Neither Wanda nor Vision can quite remember their lives before Westview. Pattern seeking brains may want to fit the mystery of Wanda’s motivation into a familiar formula ― a formula with a simple good and evil binary ― but it would be cheap to chalk up Wanda as the central villain of the piece. A number of past comic storylines featuring Wanda have often leaned heavily into portrayals of her struggles with mental illness and borderline personality disorder. While the comics have a history of depicting Wanda as a hysterical character, Schaeffer and her team were sensitive in presenting grief in trauma within Wanda and other characters within the series.
For example, Monica Rambo (Teyonah Parris), a S.W.O.R.D. agent that’s grown up from the child who befriended Captain Marvel in the 2019 film, is a superb addition to the cast as she returns from being “snapped” away for two years to a world that has moved on without her. As Rambo is assigned to investigate the mystery in Westview, she too is digesting her own grief over the loss of her mother and the antagonistic direction the agency she founded has taken during her absence. Rambo’s depth is further evidence that the women in the show are fully realized and beyond what we’re used to with Marvel’s sidelined and supporting love interests.

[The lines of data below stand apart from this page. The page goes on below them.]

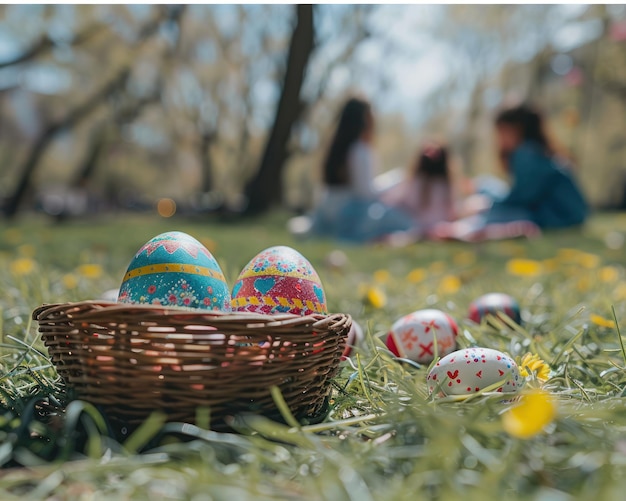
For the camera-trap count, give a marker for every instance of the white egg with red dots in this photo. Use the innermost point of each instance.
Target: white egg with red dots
(469, 371)
(421, 335)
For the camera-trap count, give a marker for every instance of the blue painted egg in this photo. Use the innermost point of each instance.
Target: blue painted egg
(174, 269)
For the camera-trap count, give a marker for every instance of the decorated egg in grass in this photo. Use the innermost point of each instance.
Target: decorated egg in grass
(279, 280)
(495, 304)
(174, 269)
(472, 370)
(415, 335)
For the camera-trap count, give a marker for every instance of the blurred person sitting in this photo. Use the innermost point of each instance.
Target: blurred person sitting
(428, 195)
(350, 208)
(543, 192)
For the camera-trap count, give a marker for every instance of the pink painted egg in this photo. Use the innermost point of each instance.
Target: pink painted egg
(279, 280)
(414, 335)
(471, 370)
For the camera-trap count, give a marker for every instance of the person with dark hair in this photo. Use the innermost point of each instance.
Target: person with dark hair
(543, 192)
(543, 189)
(428, 194)
(350, 208)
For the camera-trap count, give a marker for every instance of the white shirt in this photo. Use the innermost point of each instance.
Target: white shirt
(361, 162)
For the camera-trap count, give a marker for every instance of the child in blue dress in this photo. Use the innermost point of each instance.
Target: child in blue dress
(543, 190)
(351, 209)
(543, 193)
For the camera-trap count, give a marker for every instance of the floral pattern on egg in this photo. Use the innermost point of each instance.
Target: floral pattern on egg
(174, 269)
(472, 370)
(279, 280)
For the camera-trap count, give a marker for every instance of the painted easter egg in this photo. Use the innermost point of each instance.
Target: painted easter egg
(495, 304)
(354, 340)
(279, 280)
(471, 370)
(414, 335)
(174, 269)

It’s not surprising that the masterminds behind these stories of multidimensional women are also women themselves. It’s one of the first Marvel Studios properties to be led by a team of mostly women, including four female writers. Schaeffer is accompanied by Marvel producer Mary Livanos. “Mary Livanos is kind of my walking Marvel encyclopedia,” Schaeffer said. “I do not enjoy research and the way I’ve operated at Marvel, that’s not a big part of [my job].” The two made an effective team as Livanos would provide any relevant references from Wanda and Vision’s dense comic history, freeing Schaeffer from massive deep dive research and allowing her and the rest of her writers room to focus on the more nuanced elements of these established characters. “This era of my career has been about inheriting characters and mythology and working with groups of people and making it the best that it can be,” Schaeffer added.